Laser Talk: Oil and Gas Emissions Cap

Laser Talk: Oil and Gas Emissions Cap

Canada needs an emissions cap on the oil and gas sector. What is more, Canadians overwhelmingly support such a cap. In fact, as a recent Abacus Data poll reveals, seven out of ten Canadians support a cap on emissions in the oil and gas sector. Even in Alberta, a majority of residents — 59% — support this cap.

To appreciate this situation, let’s cast a glance backwards at historical emissions growth within the oil and gas sector, then fast forward to the current moment.

Oil and gas is an immensely successful sector of the Canadian economy, but its success has come at a cost. Canadian crude oil production has grown rapidly in the last three decades, from 1.7 million barrels per day (b/d) in 1990 to 4.7 million b/d in 2019. Conventional crude oil led the way at first, but since 2009, Alberta oil sands have made up the largest share of Canada’s crude.
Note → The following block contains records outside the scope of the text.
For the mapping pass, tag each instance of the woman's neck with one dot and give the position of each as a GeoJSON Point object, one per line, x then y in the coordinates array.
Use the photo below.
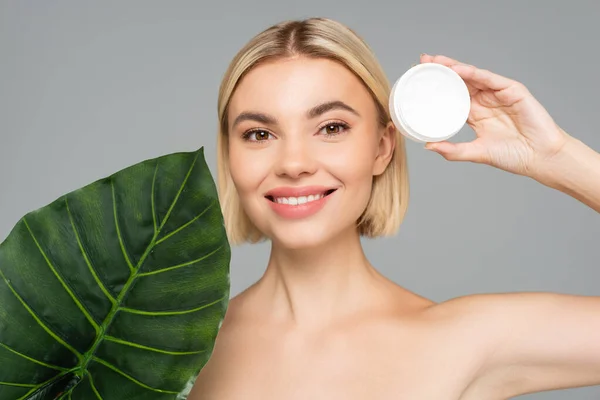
{"type": "Point", "coordinates": [312, 287]}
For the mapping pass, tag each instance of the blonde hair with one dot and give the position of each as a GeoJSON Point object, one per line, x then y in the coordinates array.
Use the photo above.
{"type": "Point", "coordinates": [315, 38]}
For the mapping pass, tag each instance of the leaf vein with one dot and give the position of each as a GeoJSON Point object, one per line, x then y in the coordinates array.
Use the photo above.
{"type": "Point", "coordinates": [140, 346]}
{"type": "Point", "coordinates": [167, 313]}
{"type": "Point", "coordinates": [119, 236]}
{"type": "Point", "coordinates": [152, 197]}
{"type": "Point", "coordinates": [159, 271]}
{"type": "Point", "coordinates": [64, 284]}
{"type": "Point", "coordinates": [94, 387]}
{"type": "Point", "coordinates": [32, 359]}
{"type": "Point", "coordinates": [86, 258]}
{"type": "Point", "coordinates": [186, 224]}
{"type": "Point", "coordinates": [131, 378]}
{"type": "Point", "coordinates": [38, 319]}
{"type": "Point", "coordinates": [17, 384]}
{"type": "Point", "coordinates": [111, 315]}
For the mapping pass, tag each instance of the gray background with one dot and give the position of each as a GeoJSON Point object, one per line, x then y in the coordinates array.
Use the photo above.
{"type": "Point", "coordinates": [88, 88]}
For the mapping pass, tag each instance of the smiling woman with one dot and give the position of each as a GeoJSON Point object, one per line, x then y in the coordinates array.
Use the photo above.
{"type": "Point", "coordinates": [309, 159]}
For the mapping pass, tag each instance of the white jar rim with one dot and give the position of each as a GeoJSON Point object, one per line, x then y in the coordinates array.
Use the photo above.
{"type": "Point", "coordinates": [429, 103]}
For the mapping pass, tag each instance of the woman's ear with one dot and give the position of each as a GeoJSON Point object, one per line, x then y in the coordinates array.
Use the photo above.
{"type": "Point", "coordinates": [386, 147]}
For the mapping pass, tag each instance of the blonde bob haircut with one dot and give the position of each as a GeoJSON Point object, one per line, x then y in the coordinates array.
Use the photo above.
{"type": "Point", "coordinates": [315, 38]}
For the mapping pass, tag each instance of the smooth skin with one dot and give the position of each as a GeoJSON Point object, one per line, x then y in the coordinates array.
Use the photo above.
{"type": "Point", "coordinates": [322, 322]}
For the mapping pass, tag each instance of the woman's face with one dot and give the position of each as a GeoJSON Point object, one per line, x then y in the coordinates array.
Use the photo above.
{"type": "Point", "coordinates": [304, 145]}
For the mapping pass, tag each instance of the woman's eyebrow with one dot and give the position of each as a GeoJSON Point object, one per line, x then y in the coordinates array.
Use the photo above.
{"type": "Point", "coordinates": [314, 112]}
{"type": "Point", "coordinates": [329, 106]}
{"type": "Point", "coordinates": [254, 116]}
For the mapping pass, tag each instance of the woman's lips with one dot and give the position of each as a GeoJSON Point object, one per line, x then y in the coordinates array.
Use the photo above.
{"type": "Point", "coordinates": [296, 203]}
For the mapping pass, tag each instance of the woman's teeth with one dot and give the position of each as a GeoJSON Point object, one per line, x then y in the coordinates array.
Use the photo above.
{"type": "Point", "coordinates": [294, 201]}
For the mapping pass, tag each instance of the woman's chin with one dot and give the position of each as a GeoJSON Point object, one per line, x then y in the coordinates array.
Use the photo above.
{"type": "Point", "coordinates": [296, 239]}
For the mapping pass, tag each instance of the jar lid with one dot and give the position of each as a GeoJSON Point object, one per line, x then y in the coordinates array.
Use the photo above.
{"type": "Point", "coordinates": [430, 103]}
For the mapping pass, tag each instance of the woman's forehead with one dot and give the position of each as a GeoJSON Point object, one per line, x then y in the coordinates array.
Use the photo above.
{"type": "Point", "coordinates": [298, 83]}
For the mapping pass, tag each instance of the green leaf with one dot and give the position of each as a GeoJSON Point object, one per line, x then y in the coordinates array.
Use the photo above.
{"type": "Point", "coordinates": [118, 289]}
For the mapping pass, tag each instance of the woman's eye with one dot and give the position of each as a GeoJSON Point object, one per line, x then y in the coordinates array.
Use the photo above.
{"type": "Point", "coordinates": [333, 129]}
{"type": "Point", "coordinates": [257, 136]}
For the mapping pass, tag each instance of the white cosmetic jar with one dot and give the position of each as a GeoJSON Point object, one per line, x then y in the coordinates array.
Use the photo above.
{"type": "Point", "coordinates": [429, 103]}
The Canada Energy Regulator illustrates this growth in Canadian Crude Oil Exports: A 30 Year Review.

Not surprisingly, the oil and gas sector’s GHG emissions have grown right along with the increase in production. In fact, between 1990 and 2020, total GHG emissions increased by 74% (76 Mt CO2 eq). This figure does not include the downstream emissions from exported oil and gas, which typically amount to about 80% of overall emissions.

By 2020, oil and gas emissions accounted for 27% of Canada’s total. The following graph from Environment and Climate Change Canada illustrates the relative emissions growth in all sectors of Canada’s economy. Emissions have held steady or decreased in some sectors, while growing steadily in oil and gas.

When we look at emissions growth in individual provinces, Alberta stands out, mostly due to its oil and gas sector. According to Statista, Alberta produced the largest share of Canada’s overall emissions in 2020 — 256.5 million metric tons of carbon dioxide equivalent (Mt CO2e). This figure represented an increase of 55% compared with 1990 levels.

Looking forward, these growth trends have tremendous significance as Canada races to achieve net zero by 2050. We know that emissions will not stop overnight. All sectors of our economy, and all provinces, will continue to emit greenhouse gases as they develop alternate technologies and processes to reduce their emissions. But a balance must be maintained so that every economic sector and every province can continue to thrive during this transition.

If one sector or one province is allowed to increase its emissions during the transition, others will be unfairly restricted. There is also a significant risk that Canada as a whole will overshoot its net zero target as a result of this imbalance, driving the climate to new extremes around the world (and in Canada as well).

Balance is key. We need an oil and gas emissions cap to maintain geographical and sectoral balance in the economy as we transition to net zero. Canadians understand this necessity, and so do Albertans.